Independent Contractor Agreement

1. Independant Contractor. Subject to the terms and conditions of this Agreement, the Company hereby  engages as an independent contractor to perform the services set forth herein,  and the Contractor hereby accepts such engagement. This Agreement shall not  render the Contractor as an employee, partner, agent of, or joint venturer with  the Company for any purpose. The Contractor is and will remain an independent  contractor in her relationship to the Company. The Company shall not be  responsible for withholding taxes with respect to the Contractor’s compensation  hereunder. The Contractor shall have no claim against the Company hereunder or  otherwise for vacation pay, sick leave, retirement benefits, social security,  worker’s compensation, health or disability benefits, unemployment insurance  benefits, or employee benefits of any kind.

2. Duties and Compensation. The Company agrees to provide advertising and appointment setting services for  the services for the Contractor’s entertainment business. The Company does not  participate in or benefit from any illegal sex-for-hire practices, and as such  will not solicit, schedule, or otherwise arrange appointments for the  Contractor in which payment has been offered in exchange for sexual favors.

For each appointment, Contractor will collect an appearance fee as arranged by  the Company; Contractor agrees to pay 50% of this fee to the company.  Arrangements for regular collection of such fees shall be agreed between  Company and Contractor upon commencement of this Agreement.

3.  Schedule.  You are Independent Contractors, There for can work when you want to but obviously the ladies that choose to be available full-time will be given top priority.

4. Confidentiality. The Contractor acknowledges that during the engagement, she will have access to  and become acquainted with various trade secrets, inventions, innovations,  processes, information records, and specifications owned or licensed by the  Company and/or used by the company in connection with the operation of its  business including, without limitation, the Company’s business and product  processes, methods, customer lists, accounts and procedures. The Contractor  agrees that she will not disclose any of the previously mentioned, directly or  indirectly, or use any of them in any manner, during the term of this Agreement  or at any time thereafter, except as required in the course of this engagement  with the Company. All files, records, documents, specifications information, letters, notes, media lists, original/creative artwork, notebooks, and similar  items relating to the business of the Company, whether prepare by the  Contractor or otherwise coming into her possession, shall remain the exclusive  property of the Company. The Contractor shall not retain any copies of the  foregoing without the Company’s prior written permission. Upon expiration or earlier  termination of this Agreement, or whenever requested by the Company, the  Contractor shall immediately deliver to the Company all such files, records,  documents, specifications, information, and other such items in her possession  or under her control. The Contractor further agrees that she will not disclose  her retention as an independent contractor or the terms of this Agreement to  any person without the prior written consent of the Company and shall at all  times preserve the confidential nature of her relationship to the Company and  the services hereunder.

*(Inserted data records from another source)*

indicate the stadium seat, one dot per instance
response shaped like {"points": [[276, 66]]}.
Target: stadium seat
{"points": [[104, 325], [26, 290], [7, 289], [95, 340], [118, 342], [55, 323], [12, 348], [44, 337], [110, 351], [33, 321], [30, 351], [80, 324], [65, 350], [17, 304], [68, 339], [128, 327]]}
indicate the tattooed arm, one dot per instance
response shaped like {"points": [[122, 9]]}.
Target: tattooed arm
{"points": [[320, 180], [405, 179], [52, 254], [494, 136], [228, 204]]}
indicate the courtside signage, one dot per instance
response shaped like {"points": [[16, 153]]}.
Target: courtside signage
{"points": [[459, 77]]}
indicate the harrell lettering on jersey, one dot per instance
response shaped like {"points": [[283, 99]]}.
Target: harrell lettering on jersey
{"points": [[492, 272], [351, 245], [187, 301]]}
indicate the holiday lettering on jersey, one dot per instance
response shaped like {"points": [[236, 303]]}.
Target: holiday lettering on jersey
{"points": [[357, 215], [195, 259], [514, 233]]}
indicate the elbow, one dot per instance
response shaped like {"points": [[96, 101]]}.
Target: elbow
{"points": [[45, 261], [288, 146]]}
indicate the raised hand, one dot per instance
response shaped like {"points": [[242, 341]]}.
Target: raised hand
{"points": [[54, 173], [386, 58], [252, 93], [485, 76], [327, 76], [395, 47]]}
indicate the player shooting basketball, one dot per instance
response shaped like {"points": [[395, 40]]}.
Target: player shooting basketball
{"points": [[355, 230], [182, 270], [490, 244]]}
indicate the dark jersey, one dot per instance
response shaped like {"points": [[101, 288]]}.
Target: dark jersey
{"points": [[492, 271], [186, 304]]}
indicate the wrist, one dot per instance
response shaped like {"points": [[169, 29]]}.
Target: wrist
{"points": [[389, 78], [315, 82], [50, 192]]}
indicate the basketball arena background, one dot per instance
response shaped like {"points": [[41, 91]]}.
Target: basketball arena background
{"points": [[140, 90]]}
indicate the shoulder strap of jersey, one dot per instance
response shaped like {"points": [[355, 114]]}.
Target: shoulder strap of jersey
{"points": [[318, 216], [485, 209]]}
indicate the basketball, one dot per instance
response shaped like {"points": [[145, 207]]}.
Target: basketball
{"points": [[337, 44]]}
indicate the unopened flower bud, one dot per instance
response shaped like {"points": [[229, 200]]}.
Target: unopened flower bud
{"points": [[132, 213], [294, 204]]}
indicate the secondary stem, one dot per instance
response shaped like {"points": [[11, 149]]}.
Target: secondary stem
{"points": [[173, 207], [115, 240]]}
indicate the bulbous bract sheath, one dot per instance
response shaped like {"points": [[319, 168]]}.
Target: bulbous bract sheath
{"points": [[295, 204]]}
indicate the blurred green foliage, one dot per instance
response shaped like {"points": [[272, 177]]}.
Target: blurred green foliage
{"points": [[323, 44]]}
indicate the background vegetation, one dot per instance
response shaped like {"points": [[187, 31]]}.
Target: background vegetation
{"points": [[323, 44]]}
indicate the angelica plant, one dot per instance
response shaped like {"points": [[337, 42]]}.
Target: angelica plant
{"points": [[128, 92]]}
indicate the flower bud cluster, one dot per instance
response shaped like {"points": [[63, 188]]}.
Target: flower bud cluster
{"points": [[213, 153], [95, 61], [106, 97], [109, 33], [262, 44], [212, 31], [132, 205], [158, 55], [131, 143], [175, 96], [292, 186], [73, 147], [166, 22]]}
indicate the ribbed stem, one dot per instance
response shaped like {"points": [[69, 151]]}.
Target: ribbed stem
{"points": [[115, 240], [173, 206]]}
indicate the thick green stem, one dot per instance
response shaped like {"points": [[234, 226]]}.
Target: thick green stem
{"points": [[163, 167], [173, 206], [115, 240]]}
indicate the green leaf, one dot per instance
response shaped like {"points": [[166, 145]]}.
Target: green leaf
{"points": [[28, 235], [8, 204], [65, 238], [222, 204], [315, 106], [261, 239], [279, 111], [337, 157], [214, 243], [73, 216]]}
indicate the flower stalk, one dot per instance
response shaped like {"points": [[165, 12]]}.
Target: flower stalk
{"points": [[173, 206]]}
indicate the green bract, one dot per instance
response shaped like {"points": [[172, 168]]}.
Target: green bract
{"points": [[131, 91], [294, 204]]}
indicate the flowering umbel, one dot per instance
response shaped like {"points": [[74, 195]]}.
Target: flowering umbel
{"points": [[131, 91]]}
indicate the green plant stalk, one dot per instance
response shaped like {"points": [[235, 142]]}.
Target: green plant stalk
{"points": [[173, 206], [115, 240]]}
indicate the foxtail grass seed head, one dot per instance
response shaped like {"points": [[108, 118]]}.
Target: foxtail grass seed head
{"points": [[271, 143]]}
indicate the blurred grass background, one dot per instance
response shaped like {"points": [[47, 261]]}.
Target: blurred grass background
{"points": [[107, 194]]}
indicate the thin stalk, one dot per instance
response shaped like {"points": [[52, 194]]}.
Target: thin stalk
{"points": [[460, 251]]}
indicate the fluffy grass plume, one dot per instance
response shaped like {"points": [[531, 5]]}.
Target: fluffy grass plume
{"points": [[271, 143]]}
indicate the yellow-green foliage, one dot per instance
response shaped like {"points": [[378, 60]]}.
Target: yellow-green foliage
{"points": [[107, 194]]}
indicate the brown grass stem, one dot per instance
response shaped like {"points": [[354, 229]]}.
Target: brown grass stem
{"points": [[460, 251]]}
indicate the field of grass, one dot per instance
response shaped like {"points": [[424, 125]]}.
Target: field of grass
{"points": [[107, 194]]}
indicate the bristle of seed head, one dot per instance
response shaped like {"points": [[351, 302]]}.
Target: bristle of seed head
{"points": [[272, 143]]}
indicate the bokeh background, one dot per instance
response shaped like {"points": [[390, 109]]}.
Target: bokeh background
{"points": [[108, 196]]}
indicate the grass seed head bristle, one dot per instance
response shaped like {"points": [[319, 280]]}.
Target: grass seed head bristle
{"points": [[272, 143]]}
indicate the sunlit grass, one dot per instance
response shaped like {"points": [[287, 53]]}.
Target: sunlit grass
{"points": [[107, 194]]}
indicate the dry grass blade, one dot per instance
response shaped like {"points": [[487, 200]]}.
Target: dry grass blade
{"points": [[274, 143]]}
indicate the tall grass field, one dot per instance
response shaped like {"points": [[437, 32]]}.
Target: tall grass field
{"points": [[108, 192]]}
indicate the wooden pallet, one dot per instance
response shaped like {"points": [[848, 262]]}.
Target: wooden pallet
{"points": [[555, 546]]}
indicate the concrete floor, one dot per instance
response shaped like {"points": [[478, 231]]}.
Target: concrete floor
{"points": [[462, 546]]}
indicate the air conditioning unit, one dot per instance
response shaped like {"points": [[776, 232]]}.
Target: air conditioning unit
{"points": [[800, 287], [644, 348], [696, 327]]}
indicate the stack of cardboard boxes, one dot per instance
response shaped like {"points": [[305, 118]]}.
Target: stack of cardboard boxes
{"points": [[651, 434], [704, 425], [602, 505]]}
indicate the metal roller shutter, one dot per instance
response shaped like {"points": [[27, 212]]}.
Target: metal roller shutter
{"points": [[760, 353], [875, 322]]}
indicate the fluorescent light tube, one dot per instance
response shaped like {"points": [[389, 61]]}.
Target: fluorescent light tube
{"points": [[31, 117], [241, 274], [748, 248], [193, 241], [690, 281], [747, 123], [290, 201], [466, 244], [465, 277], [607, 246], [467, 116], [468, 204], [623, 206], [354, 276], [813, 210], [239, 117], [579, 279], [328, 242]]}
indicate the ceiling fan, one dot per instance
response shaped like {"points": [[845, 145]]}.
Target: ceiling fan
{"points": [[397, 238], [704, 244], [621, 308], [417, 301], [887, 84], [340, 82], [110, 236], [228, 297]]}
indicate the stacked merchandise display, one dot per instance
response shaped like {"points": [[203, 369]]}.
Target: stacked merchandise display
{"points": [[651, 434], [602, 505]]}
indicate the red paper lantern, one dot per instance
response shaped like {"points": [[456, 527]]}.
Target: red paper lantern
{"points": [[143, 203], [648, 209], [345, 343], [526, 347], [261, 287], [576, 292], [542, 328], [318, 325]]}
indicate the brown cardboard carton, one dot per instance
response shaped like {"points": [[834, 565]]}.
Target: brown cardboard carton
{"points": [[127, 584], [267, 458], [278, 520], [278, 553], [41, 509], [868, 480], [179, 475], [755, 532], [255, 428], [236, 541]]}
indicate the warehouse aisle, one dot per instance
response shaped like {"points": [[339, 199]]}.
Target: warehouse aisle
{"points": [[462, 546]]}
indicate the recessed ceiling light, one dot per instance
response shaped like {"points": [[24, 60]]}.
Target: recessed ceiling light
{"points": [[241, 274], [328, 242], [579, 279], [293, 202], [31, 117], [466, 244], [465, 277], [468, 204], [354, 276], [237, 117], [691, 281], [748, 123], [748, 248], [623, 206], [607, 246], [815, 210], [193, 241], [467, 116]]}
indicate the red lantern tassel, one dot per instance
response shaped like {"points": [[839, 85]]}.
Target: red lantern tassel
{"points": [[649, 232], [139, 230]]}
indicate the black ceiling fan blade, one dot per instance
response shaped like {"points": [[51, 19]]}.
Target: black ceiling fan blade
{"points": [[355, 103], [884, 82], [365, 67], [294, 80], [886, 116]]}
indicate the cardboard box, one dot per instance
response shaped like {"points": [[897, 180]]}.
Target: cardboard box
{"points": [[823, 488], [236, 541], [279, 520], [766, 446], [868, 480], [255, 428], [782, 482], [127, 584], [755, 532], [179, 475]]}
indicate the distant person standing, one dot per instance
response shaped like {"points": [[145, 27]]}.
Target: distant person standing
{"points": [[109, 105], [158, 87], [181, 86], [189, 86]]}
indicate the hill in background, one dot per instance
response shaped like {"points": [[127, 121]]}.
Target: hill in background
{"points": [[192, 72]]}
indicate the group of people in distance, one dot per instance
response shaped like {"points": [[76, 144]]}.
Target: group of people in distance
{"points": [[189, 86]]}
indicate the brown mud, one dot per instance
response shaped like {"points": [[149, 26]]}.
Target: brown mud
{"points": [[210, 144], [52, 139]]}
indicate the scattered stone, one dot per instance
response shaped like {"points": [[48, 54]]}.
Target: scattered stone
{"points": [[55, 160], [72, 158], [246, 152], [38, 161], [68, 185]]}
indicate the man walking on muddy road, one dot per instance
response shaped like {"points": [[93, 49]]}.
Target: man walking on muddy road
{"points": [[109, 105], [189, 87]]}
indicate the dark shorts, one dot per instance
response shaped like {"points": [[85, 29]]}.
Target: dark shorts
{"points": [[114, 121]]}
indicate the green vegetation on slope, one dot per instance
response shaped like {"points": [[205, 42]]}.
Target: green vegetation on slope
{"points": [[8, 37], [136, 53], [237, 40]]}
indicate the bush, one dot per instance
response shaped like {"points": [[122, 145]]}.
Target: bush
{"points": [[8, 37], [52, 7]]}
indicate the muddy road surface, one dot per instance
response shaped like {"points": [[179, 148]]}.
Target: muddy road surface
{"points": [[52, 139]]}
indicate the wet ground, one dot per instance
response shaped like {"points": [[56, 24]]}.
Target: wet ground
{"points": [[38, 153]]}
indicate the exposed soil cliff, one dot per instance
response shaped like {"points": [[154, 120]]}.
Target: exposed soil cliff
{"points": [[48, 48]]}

5. Right to Injunction. The parties hereto acknowledge that the services to be rendered by the  Contractor under this Agreement and the rights and privileges granted to the  Company under this Agreement are of a special, unique, unusual, and  extraordinary character which gives them a peculiar value, the loss of which  cannot be reasonably or adequately compensated by damages in any action at law  and the breach by the Contractor of any of the provisions of this Agreement  will cause the Company irreparable injury and damage. The Contractor expressly  agrees that the Company shall be entitled to injunctive and other equitable  relief in the event of, or to prevent, a breach of any provision of this  Agreement by the Contractor. Resort to such equitable relief, however, shall  not be construed to be a waiver of any rights or remedies that the Company may  have for damages or otherwise. The various rights and remedies of the Company  under this Agreement or otherwise shall be construed to be cumulative, and no  one of them shall be exclusive of any or of any right or remedy allowed by law.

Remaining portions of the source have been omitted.